Ok. Found the issue. If you are using a gyro sensor, then that's what is messing up your map. The EKF uses the gyro and the odometry to get pose. When one of them is bad, the whole thing is bad. Consider adjusting your gyro sensor, or just completely removing it from the robot_pose_ekf configuration. If you're not using a gyro, just let me know.

Edit the file in /etc/ros/electric/turtlebot.launch:

$ sudo nano /etc/ros/electric/turtlebot.launch

The parameters that currently exist (most likely 1.0 for both) you need to multiply with the output numbers. Then, save the file (control + o) and restart turtlebot services.
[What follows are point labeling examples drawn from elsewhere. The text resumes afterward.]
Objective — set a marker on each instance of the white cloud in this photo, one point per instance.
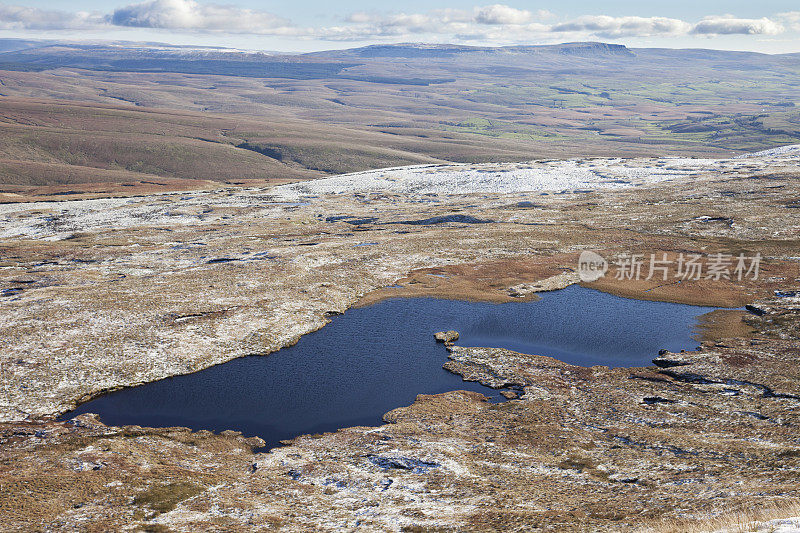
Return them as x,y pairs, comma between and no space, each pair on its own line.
495,23
190,15
729,25
29,18
791,19
500,14
606,26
$ sudo service turtlebot stop 
$ sudo service turtlebot start

(If you have not configured it to startup automatically, then just reboot your system).

Originally posted by allenh1 with karma: 3055 on 2012-06-06

This answer was ACCEPTED on the original site

Post score: 2

Original comments

Comment by jgdo on 2012-06-08:
I have tried the calibration and it said "Multiply the 'turtlebot_node/odom_angular_scale_correction' parameter with 1.007505". What do I have to do with this value now?

My robot does't have a gyro yet, so it can't mess up anything (or can it?)

Comment by jgdo on 2012-06-08:
How exactly did you get that map, especially the right one? As you can see in the bag file, I got pretty worse results..

Comment by allenh1 on 2012-06-08:
I used gmapping. Because I have a fast computer, I changed the parameters for mapping: rosrun gmapping slam_gmapping _particles:=300 _linearUpdate:=0.01 _angularUpdate:=0.001

Comment by allenh1 on 2012-06-08:
If you want me to map the whole thing, I can definitely do that for you. Just increase the size of your bag file. Do a couple loops.

Comment by jgdo on 2012-06-08:
Ok it has to do something with the number of particles you use. If I set it to 300 I get a god map, at 100 a bad one (loop closing doesn't work then). But I wonder how fast your computer is, I have a i3 2100 with 3.1 GHz and I had to slow down the whole playback to r = 0.05 to get good results.

Comment by jgdo on 2012-06-08:
Btw. I have a selfmade motor controller connected to the notebook and not a roomba, so I don't use the turtlebot driver at all but a custom driver node. Is it right that you just have to multiply delta(angle) by odom_angular_scale_correction when doing the odometry calculation?

Comment by allenh1 on 2012-06-09:
That's a little out of my knowledge area... I'll investigate the answer to that. I am running a Core i7 with 3.1 Ghz.

Comment by allenh1 on 2012-06-11:
Ok. I have confirmation with respect to the scale_correction parameters. You multiply by the deltas before update. That's it! All you need to do!